For those not familiar with relocations, they are basically something that needs to be fixed up in a future once a value is known. In an object file for example, there are relocations for the address of global variables and functions not yet linked in. ELF files themselves contain a number of relocations in the core file structure as you are building it, such as header information positions in the file. Since you can't update this information until the entire file is laid out, you must essentially do relocations on the file to patch up the addresses once known.
There are two common models for solving this issue: the fixup approach and the two pass approach. In the fixup approach, you record all of the locations needing fixups and calculate them after placing all of the objects. In the two pass approach, you iterate a second time over all of the data and have each piece fill in its missing data know that everything has been placed.
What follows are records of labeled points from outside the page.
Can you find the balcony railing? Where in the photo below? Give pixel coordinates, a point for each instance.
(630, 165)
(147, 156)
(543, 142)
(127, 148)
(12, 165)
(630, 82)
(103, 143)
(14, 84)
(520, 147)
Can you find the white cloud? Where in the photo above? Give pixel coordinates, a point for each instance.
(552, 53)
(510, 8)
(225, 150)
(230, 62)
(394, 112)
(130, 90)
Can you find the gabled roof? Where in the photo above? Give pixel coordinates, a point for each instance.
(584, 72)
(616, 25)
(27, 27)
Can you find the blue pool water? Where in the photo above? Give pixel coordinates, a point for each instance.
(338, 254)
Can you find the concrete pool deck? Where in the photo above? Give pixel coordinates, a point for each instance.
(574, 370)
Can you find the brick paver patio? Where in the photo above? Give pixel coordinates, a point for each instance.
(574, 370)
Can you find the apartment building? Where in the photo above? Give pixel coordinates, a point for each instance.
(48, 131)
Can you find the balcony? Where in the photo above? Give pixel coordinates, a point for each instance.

I decided somewhat arbitrarily to try the first approach in constructing the ELF object output binaries. For each file metadata location needing fixups, there is a powerful (ie read wordy, slow) interface to fixup various locations in the file. I made some bad naming decisions etc etc that caused some issues. The main kiler was that construction order became an issue because relocations couldn't be issued until certain information was filled in (namely certain data needed to compute the value such as a section not yet assigned) that complicated the workings.
On the code cleanup list is to take this old style and replace it with the alternative style I was considering which was to do the two pass style. This would create all of the objects and reference the data structures together to make coherent objects. Then, a updateValues() or similar would be called to have each object to update all of the offsets and such it needs to be written to a file. Finally, one would iterate over all of the parts of the ELF file and write it out section by section.
All in all, I'm sure this approach will bring up some issues as well. A hybrid approach may be used, but this will hopefully solve some of the headaches of the current implementation, reduce code, and speed up further improvements.